Post by Teddy Bear on Oct 7, 2005 17:42:46 GMT
An excellent observation by Melanie Phillips reveals BBC mindset
BBC Radio Four’s Today programme ran an item in its prime 0810 slot this morning on accusations by the former Chief of the Defence Staff Lord Boyce that the BBC and other media were demoralising British troops in Iraq by their relentlessly one-sided presentation of the situation in Iraq as an unmitigated disaster. Credit must go to the BBC, of course, for airing this accusation against itself, and in such a prominent position. But the discussion itself illustrated the problem. Presenter John Humphrys was incredulous that such an accusation should be made, asking whether it could possibly be right not to report the bad news from Iraq. To which Admiral Boyce reasonably replied that he was not for a moment suggesting that the bad news should not be reported, merely that the situation was not one of unrelieved disaster, that there were many positive things happening in Iraq and that all he was saying was that in the interests of fairness these should be reported too.

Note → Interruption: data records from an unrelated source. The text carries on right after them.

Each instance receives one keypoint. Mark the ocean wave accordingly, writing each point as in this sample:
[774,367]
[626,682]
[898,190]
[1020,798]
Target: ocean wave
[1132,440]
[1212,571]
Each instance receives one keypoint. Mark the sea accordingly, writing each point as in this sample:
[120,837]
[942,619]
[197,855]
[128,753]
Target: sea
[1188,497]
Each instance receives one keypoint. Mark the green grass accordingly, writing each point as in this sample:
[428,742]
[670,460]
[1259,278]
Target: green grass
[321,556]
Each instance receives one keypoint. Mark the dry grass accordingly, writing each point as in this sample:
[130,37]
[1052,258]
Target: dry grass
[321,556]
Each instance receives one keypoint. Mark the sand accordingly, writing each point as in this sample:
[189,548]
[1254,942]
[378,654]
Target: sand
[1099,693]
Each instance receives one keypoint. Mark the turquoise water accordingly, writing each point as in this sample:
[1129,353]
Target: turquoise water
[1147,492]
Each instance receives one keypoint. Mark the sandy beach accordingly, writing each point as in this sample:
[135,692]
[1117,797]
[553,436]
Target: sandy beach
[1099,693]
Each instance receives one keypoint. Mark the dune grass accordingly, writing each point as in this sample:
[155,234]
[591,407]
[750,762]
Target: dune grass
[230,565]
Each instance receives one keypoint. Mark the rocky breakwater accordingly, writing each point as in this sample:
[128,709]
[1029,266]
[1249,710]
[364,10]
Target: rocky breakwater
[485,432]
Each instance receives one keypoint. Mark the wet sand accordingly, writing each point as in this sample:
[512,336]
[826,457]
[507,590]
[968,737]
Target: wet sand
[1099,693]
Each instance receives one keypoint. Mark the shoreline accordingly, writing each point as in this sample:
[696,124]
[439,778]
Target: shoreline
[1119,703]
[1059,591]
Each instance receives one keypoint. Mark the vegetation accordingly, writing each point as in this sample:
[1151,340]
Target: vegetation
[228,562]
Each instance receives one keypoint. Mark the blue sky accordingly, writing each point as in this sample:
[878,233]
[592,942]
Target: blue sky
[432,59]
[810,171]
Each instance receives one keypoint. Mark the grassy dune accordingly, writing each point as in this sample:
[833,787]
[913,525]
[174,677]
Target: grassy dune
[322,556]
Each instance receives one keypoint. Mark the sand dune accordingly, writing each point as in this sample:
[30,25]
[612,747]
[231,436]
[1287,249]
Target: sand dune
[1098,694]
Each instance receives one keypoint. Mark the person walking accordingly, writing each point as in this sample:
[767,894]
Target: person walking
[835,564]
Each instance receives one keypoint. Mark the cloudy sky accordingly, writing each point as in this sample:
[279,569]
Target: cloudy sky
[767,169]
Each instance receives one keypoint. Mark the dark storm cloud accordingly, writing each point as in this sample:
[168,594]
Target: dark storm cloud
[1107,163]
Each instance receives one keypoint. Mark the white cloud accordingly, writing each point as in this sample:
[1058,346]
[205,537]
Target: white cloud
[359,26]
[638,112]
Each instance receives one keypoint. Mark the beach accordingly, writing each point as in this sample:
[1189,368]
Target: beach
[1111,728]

This concept of an even-handed approach to Iraq was too much for Humphrys, whose response was that reporting ‘good news’ would be propaganda. To which Boyce made the reasonable riposte that reporting only disaster was equally propaganda. Indeed, from the moment the Iraq war began, if not before, the BBC — and most particularly, the Today programme — has been arguably the jihad’s most powerful propaganda weapon in the world. Interesting, though, that in the Today universe, only the coalition side can be guilty of propaganda. Arguing from the enemy’s perspective doesn’t seem to count. And this is almost certainly because Today genuinely cannot see that it is the enemy’s perspective — because it so completely shares it. And that is the most frightening thing of all about the BBC in its approach to Iraq, the US and countless other topics: it is an almost totally closed thought system.